雨時々曇りの平日、いつものお友だちと向かったのは、秋田県鹿角郡小坂町にある、国指定重要文化財の小坂鉱山事務所。
曇天で肌寒さを感じる日でしたが、観光に来ている方や、敷地内をブラリとしながら写真を撮っている方、犬のお散歩をしている方、けっこういました。
1905年に建設された、ルネサンス様式の外観であるこの小坂鉱山事務所は、現・DOWAホールディングスである、旧・同和鉱業、当時の藤田財閥の中核・藤田組が敷設したそうです。
モダンな作りの洋館なのは、開業時「お雇い外国人」として日本鉱業界をリードした、ドイツ人のクルト・アドルフ・ネットーの影響なのでしょうか。
螺旋階段やバルコニーなど、とても美しい造りです。
事務所からけっこう近くにある、昔から今も稼働している小坂製錬株式会社は、一緒に出かけたお友だちが仕事の都合で小坂町近辺に住んでいた頃に、通る度に「まるでゲーム・映画の”バイオハザード”に出てきそうな、でっかくて圧倒される建物だな」と思っていたそうで、私は遠目に見ただけでしたが、たしかに怖いボスキャラが登場してきそうな雰囲気がしました。ゲームの世界に浸りすぎな自分たちに、お友だちと2人、笑ってしまいました(^^)
その、明治時代に飛躍的な発展を遂げた小坂鉱山の厚生施設としてつくられた、日本最古の芝居小屋、”康楽館”。藤田組が、こちらは全ての建設を手掛けた建物。
典型的な江戸期のスタイルの造りとなっているこの康楽館は、和洋折衷のモダンな芝居小屋で、画期的な照明設備があったこともあり、「東北一の芝居小屋」と呼ばれたそう。108年の年月を経た今でも現役の芝居小屋です。大衆演劇の芝居から、歌舞伎、寄席、文楽などが楽しめます。誰もが知る有名な歌舞伎役者の方々も、ここ康楽館で公演をしたんですよ。道路沿いにはズラリとのぼりが立っています。壮観!

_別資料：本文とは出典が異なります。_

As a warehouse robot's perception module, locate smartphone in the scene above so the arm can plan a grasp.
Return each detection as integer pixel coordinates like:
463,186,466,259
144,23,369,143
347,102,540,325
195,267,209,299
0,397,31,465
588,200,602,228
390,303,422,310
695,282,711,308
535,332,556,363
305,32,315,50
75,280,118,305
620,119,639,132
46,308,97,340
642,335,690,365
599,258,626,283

鉱山事務所と康楽館のセット見学チケットが890円で購入できるので、せっかくだからと見学もしてきました。舞台の奈落は写真OKでしたので、なかなか見ることのできない切穴(すっぽん、役者を手動で下から舞台へせり上げる装置)や、回り舞台のカラクリ、その回りを囲み108年間ずっと積まれている石や照明も、しっかり撮影してきました。 古くても現役。素晴らしいです。
そしてこの日も団体様の観客が大勢いらしてました。本日初日の公演もちょっとだけ目にして、108年続く素晴らしいものを見せてもらいました。
実はこの日1番の目的は、事務所内にある「モダン衣装部」さんで、ウェディングドレスをレンタルして写真を撮ることでした。が、しかし!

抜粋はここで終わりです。